Zeliete lembra que a atenção primária conta somente com 10 mil médicos, enquanto o mínimo necessário seria de 70 mil. Nesse contexto, a SBMFC compreende ser indispensável a injeção de investimentos à área, com vistas a ampliar a malha de atendimento e qualificá-lo continuamente, além de valorizar os MFCs, priorizando a estratégia de saúde à família e estimulando a formação de alto nível e a especialização.
A propósito, ela defende a revogação da lei que congelou os investimentos de saúde por 20 anos e que há oito deixa o sistema engessado. Confira, a seguir, entrevista especial com a presidente da SBMFC.
Qual o impacto da crise brasileira na medicina de família?
Temos de solucionar a defasagem de 60 mil profissionais na especialidade. Países como Portugal, Espanha e a própria Inglaterra investiram na formação e na capacitação. Assim, equacionaram seus sistemas. Quando conseguirmos isso aqui, estaremos em condição para resolver 85% dos problemas de saúde. Estudos registram que outros 14% são da atenção secundária e 1% de casos de internação.
Esse é o principal gargalo que trava a assistência qualificada?
Um dos muitos.
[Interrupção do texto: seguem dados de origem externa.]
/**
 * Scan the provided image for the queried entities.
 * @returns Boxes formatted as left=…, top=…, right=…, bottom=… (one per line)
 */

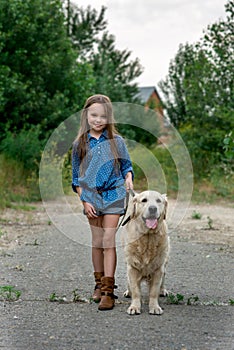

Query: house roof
left=136, top=86, right=161, bottom=103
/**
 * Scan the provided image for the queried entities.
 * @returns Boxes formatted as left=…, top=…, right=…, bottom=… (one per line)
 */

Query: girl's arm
left=125, top=171, right=133, bottom=190
left=72, top=143, right=81, bottom=195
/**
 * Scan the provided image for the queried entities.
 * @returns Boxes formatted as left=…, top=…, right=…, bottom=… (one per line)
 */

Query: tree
left=0, top=0, right=93, bottom=139
left=67, top=5, right=142, bottom=102
left=160, top=0, right=234, bottom=173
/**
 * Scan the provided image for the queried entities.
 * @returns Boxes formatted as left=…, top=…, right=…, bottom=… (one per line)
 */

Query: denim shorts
left=83, top=199, right=125, bottom=216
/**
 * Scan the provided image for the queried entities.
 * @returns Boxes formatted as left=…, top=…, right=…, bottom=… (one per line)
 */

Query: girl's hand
left=125, top=171, right=133, bottom=191
left=83, top=202, right=97, bottom=219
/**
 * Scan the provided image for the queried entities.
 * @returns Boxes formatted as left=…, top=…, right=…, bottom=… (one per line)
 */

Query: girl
left=72, top=95, right=133, bottom=310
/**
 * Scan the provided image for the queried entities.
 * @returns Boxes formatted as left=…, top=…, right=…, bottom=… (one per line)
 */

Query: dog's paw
left=149, top=306, right=163, bottom=315
left=160, top=288, right=169, bottom=297
left=124, top=289, right=131, bottom=298
left=127, top=305, right=141, bottom=315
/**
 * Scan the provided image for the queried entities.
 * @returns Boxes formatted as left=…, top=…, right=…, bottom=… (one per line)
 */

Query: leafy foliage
left=160, top=0, right=234, bottom=176
left=0, top=0, right=92, bottom=139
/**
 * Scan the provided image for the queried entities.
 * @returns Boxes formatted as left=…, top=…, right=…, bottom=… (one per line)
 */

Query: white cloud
left=73, top=0, right=226, bottom=85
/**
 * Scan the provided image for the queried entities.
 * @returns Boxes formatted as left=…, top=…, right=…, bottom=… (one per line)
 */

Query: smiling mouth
left=143, top=217, right=158, bottom=229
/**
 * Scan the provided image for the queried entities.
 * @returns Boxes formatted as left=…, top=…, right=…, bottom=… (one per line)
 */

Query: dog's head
left=130, top=191, right=167, bottom=230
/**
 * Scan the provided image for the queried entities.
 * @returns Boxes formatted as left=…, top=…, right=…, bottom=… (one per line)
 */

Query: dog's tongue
left=145, top=219, right=158, bottom=229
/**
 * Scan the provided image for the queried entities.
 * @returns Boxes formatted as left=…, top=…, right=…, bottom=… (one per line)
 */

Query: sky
left=71, top=0, right=227, bottom=87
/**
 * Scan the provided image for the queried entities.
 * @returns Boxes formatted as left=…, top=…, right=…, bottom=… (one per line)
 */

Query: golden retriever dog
left=123, top=191, right=170, bottom=315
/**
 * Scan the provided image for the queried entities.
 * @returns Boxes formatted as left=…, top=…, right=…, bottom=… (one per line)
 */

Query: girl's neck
left=89, top=129, right=103, bottom=139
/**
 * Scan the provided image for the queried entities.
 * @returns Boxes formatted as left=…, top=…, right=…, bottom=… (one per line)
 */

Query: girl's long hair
left=75, top=95, right=119, bottom=174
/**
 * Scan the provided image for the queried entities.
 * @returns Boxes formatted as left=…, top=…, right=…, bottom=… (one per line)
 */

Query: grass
left=0, top=147, right=234, bottom=211
left=0, top=286, right=21, bottom=301
left=192, top=210, right=202, bottom=220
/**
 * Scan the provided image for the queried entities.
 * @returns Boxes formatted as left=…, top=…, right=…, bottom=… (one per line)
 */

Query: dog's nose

Cada vez mais, a gente só consegue atender as pessoas que comparecem às unidades, pois há falhas estruturais: os investimentos em saúde estão congelados; as unidades com carência de equipamentos, recursos humanos e ferramental para atendimento. Em nosso dia a dia na linha de frente, muitas vezes, quando uma pessoa finalmente consegue chegar para receber assistência, já não é mais possível resolver no campo primário, na unidade. A agravante é que, se esse paciente não é atendido no nível secundário, vai para a internação, para a atenção terciária. É um vício sistemático: gestão equivocada, menos soluções, mais gastos.
Há uma saída a curto prazo para a gestão em saúde?
É difícil. Aliás, não podemos passar para a população versão de que será fácil. Não será. Precisamos da reconstrução do sistema de saúde, a situação é bem grave. Nesse contexto, aumenta ainda mais a responsabilidade e a importância da MFC. Aliás, os MFCs têm de estar à frente das instâncias de gestão em saúde. Devemos integrar, opinar e ter voz decisória nas coordenações do sistema. É o processo natural e racional, afinal, desempenhamos a atenção primária, construímos dados populacionais, conhecemos as carências e necessidades da população.
O que esperar do próximo governo?
O principal desafio é obter verba para a saúde. Outro ponto essencial é investir na atenção primária, inclusive como protagonista do sistema de gestão. É da maior relevância priorizar a formação em MFC, além de outras especialidades em que há carência para a assistência.
SBMFC foi convidada para recente reunião do grupo de transição da saúde do novo governo. Por favor, como foram os debates?
Fizemos uma ponderação para reflexão entre o grupo de transição: a saúde é 100% relacionada com a economia. As pessoas precisam comer, ter acesso a condições básicas de sobrevivência. No Brasil registramos 62 milhões de pessoas — ou 29,4% da população — na pobreza em 2021, considerando parâmetros do Banco Mundial. De acordo com o levantamento divulgado em 2 de dezembro, ou seja, dias atrás, pelo Instituto Brasileiro de Geografia e Estatística (IBGE), é o maior índice desde o início da série, em 2012. A realidade é essa: sem equilíbrio, com fome e miséria, não há um povo saudável.
De que forma a MFC pode interferir para resgatar o equilíbrio no campo da saúde?
Nossa especialidade preza justamente por esse equilíbrio em suas ações diárias. Busca detectar os problemas socioeconômicos desde suas raízes. Na atenção primária, o médico, em sinergia com a equipe de saúde da família, é o primeiro contato.